Comicità, potere, violenza: Bros di Romeo Castellucci. Dal 2 al 4 dicembre a Reggio Emilia

Al Teatro Cavallerizza, nella stagione de I Teatri di Reggio Emilia

01 dicembre 2021

Il titolo, Bros, sta per brothers, fratelli. “Fratelli poliziotti”, si scoprirà nel corso dello spettacolo creato da Romeo Castellucci, tra i grandi protagonisti del teatro contemporaneo europeo, storico confondatore della Socìetas, attualmente Grand Invité di Triennale Milano per il quadriennio 2021-2024. Dopo Terzo Reich, che già si confrontava con la violenza dell’ordine imposto, nella sua ultima creazione, in scena dal 2 al 4 dicembre al Teatro Cavallerizza, nella stagione de I Teatri di Reggio Emilia, il regista cesenate indaga ancora una volta la natura violenta del potere. Colpito dalle forze dell’ordine dispiegate massicciamente durante le proteste dei gilet jaunes in Francia, Castellucci ha infatti realizzato un’opera che mette in scena decine di poliziotti, interpretati non da performer ma da non professionisti reclutati tramite call pubblica, ovvero Cristiano Tavassi, Erasmo Cirillo, Luca Boscolo, Dario Cavalieri, Filippo Arganini, Vincenzo Melidone, Alex Paniz, Stefano Allosia, Alessandro Pezzali, Andrea Francioni, Cherif Malik, Filippo Beltrami, Gioele Rossi, Walter Corsi, Gaetano Palermo, Alberto Bulgarelli, Gianpietro Lazzarin, Pierluigi Tedeschi, Giuliano Ciao, Federico Frattini, Luca Nava, Michele Petrosino. Proprio questi “uomini dalla strada” sono i protagonisti assoluti di una messa in scena nella quale, senza prove, sono chiamati a svolgere compiti, “ordini” impartiti con auricolare.
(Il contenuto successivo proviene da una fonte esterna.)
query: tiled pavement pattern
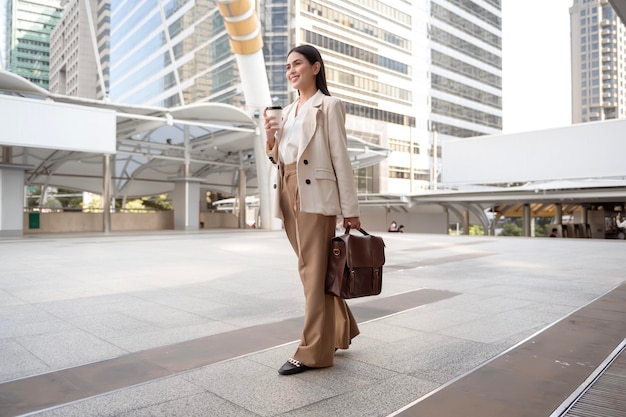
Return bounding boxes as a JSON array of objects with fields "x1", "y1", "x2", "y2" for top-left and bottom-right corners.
[{"x1": 0, "y1": 230, "x2": 624, "y2": 417}]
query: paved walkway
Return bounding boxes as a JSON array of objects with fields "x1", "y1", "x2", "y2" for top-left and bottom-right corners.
[{"x1": 0, "y1": 230, "x2": 624, "y2": 417}]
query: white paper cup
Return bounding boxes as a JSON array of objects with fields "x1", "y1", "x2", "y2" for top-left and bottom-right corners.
[{"x1": 265, "y1": 106, "x2": 282, "y2": 127}]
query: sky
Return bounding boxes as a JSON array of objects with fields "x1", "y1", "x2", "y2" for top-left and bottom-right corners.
[{"x1": 501, "y1": 0, "x2": 573, "y2": 134}]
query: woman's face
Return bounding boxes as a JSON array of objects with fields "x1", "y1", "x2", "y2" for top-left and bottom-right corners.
[{"x1": 286, "y1": 51, "x2": 319, "y2": 91}]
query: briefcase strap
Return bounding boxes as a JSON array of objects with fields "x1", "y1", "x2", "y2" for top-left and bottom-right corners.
[{"x1": 344, "y1": 224, "x2": 369, "y2": 236}]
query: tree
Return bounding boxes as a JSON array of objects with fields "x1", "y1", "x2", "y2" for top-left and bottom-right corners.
[
  {"x1": 469, "y1": 225, "x2": 484, "y2": 236},
  {"x1": 43, "y1": 197, "x2": 63, "y2": 209},
  {"x1": 499, "y1": 222, "x2": 522, "y2": 236},
  {"x1": 534, "y1": 217, "x2": 552, "y2": 237},
  {"x1": 55, "y1": 188, "x2": 83, "y2": 209},
  {"x1": 141, "y1": 194, "x2": 172, "y2": 211}
]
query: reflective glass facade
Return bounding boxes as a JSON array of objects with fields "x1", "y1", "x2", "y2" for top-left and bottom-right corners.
[
  {"x1": 261, "y1": 0, "x2": 289, "y2": 106},
  {"x1": 109, "y1": 0, "x2": 243, "y2": 107},
  {"x1": 6, "y1": 0, "x2": 62, "y2": 88}
]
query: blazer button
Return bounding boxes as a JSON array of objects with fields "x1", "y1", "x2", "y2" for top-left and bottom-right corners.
[
  {"x1": 273, "y1": 184, "x2": 277, "y2": 189},
  {"x1": 305, "y1": 179, "x2": 311, "y2": 185},
  {"x1": 303, "y1": 159, "x2": 309, "y2": 165}
]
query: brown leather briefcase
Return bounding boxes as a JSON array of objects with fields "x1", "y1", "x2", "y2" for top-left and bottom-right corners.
[{"x1": 325, "y1": 225, "x2": 385, "y2": 299}]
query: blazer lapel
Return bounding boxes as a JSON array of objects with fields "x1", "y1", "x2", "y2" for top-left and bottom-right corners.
[{"x1": 298, "y1": 91, "x2": 325, "y2": 160}]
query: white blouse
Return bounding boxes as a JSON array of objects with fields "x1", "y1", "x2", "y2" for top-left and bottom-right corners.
[{"x1": 279, "y1": 97, "x2": 314, "y2": 165}]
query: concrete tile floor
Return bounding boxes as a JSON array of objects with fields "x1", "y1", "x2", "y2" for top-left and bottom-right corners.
[{"x1": 0, "y1": 230, "x2": 624, "y2": 417}]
Nel lavoro prevale quindi l’azione, il rispondere il più rapidamente a un ordine mettendo da parte il pensiero e il giudizio su ciò che si è chiamati a fare. Di ciò che sono chiamati a fare sul palcoscenico gli interpreti sono infatti totalmente all’oscuro prima dell’inizio dello spettacolo. Viene loro consegnata una divisa, firmano una sorta di patto in cui si impegnano a fare esattamente quanto si chiede. Ciascun “poliziotto” riceve comandi individuali per via auricolare ai quali deve obbedire in tempo reale. Naturalmente proprio il margine di imprecisione che deriva da qualche incomprensione o fraintendimento rende interessante un progetto nel quale Castellucci, con attitudine antropologica, prova a indagare fino a che punto “una persona si spinge a obbedire, quali sono i suoi limiti. Ci saranno comandi tendenziosamente confusi per cogliere la reazione l’uno con l’altro”. Lo spettacolo diventa così una meditazione sulla legge, sulla violenza, e sul funzionamento della polizia come una specie di clan.

“Le uniformi da poliziotti americani evocano la comicità del cinema muto – si legge nelle note di regia – Quella precisa iconografia convoca la Legge che prepara e innesca il dispositivo del disastro. Il comico come hard-core della Legge. Le potenzialità comiche – che inevitabilmente qui si scatenano – curvano alfine verso una dimensione oscura e perturbante. Nella pièce la schematica determinazione dei comandi costringe a un serrato confronto con l’indeterminatezza del tempo di esecuzione che, scorrendo, reca con sé il caso e l’inesperienza; il tremore e la lotta per la fermezza. La comicità e la violenza, l’una il sembiante dell’altra”. Lo spettacolo diventa così opportunità di un profondo esame della responsabilità individuale e collettiva e del nostro rapporto con la legge.